Republican vice presidential candidate Paul Ryan argued Wednesday that President Barack Obama’s policies have caused upward mobility to stagnate and poverty to rise.
“Upward mobility is the central promise of life in America — but right now, America’s engines of upward mobility aren’t working the way they should,” Ryan said at Ohio’s Cleveland State University, according to prepared remarks.
Ryan argued that the government should adopt policies that foster opportunity and economic growth, instead of dependency.
Ryan noted that 46 million people in America are living in poverty — the highest number in generations — and that food stamp rolls have increased by 15 million in the last four years. One in four students fails to graduate from high school, Ryan said, while the government spent more than a trillion dollars in means-tested welfare last year alone.
“In this war on poverty, poverty is winning,” Ryan said. (RELATED: Federal government spent more than $1 trillion on welfare-related programs in last fiscal year alone)
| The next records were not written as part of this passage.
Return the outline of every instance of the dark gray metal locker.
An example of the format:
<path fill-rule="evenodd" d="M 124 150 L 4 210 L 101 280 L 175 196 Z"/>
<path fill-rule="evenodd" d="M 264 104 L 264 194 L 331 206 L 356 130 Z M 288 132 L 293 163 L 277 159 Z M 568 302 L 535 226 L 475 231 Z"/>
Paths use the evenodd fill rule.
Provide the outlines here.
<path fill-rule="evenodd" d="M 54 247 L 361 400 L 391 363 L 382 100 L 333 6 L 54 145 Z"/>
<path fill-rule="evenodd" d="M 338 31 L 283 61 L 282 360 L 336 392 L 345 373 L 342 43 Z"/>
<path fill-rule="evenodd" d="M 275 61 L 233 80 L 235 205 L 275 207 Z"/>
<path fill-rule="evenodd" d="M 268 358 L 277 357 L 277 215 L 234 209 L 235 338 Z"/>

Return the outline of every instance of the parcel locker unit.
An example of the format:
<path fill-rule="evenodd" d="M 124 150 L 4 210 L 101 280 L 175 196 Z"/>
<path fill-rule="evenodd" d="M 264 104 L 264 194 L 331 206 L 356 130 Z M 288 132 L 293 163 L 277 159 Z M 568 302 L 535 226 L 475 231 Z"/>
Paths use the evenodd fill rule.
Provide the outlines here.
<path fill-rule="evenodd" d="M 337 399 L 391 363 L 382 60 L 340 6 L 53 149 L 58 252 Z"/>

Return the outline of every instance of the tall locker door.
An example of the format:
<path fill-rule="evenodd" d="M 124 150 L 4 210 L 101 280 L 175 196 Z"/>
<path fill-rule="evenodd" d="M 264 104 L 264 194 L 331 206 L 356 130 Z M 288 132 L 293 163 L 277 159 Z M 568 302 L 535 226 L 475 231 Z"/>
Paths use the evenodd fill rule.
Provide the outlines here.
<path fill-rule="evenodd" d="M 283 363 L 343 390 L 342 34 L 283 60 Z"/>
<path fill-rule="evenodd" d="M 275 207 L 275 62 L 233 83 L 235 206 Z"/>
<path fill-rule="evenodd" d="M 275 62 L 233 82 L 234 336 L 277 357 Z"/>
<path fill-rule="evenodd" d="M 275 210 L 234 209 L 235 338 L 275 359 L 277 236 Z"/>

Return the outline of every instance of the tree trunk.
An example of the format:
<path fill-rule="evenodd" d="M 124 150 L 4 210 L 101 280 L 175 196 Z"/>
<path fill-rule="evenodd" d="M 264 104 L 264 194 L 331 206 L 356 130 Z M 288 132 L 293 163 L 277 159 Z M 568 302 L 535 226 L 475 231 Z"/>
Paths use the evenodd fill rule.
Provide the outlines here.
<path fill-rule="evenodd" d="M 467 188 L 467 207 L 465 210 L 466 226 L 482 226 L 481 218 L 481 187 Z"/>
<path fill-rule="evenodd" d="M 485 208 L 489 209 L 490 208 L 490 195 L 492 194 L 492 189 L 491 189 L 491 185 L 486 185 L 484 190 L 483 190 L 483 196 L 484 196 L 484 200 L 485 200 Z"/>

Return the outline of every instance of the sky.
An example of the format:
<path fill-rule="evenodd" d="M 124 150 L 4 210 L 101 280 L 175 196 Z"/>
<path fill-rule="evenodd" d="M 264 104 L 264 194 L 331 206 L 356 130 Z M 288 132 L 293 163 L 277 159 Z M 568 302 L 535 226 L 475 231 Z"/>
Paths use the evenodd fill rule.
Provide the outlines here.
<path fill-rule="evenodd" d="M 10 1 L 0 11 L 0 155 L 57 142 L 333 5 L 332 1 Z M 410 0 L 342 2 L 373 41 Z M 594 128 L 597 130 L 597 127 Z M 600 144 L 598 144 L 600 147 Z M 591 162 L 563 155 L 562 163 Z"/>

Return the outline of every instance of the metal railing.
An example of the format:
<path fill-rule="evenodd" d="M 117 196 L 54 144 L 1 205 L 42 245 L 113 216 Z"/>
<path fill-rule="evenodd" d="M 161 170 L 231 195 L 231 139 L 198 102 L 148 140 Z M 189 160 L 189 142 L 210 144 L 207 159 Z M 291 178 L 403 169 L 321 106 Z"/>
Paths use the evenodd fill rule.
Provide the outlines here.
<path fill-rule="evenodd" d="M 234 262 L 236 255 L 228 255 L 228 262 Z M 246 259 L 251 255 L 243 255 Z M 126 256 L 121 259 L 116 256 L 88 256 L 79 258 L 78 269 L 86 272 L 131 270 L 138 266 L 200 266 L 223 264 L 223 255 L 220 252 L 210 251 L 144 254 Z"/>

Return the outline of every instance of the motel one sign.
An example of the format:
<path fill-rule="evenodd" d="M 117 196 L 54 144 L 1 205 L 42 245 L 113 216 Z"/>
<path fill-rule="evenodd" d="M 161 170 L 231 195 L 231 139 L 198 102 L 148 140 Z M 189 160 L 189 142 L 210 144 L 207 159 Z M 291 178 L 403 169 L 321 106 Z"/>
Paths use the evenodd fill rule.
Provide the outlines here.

“With a few exceptions, government’s approach has been to spend lots of money on centralized, bureaucratic, top-down anti-poverty programs,” he added. “The mindset behind this approach is that a nation should measure compassion by the size of the federal government and how much it spends.”
The chairman of the House Budget Committee also took on the Randian label that critics have attached to his political outlook.
“[T]o hear some tell it, we think everybody should just fend for themselves. But that’s just a false argument – a straw man set up to avoid genuine debate,” he said. “The truth is, Mitt and I believe in true compassion and upward mobility – and we are offering a vision based on real reforms for lifting people out of poverty.”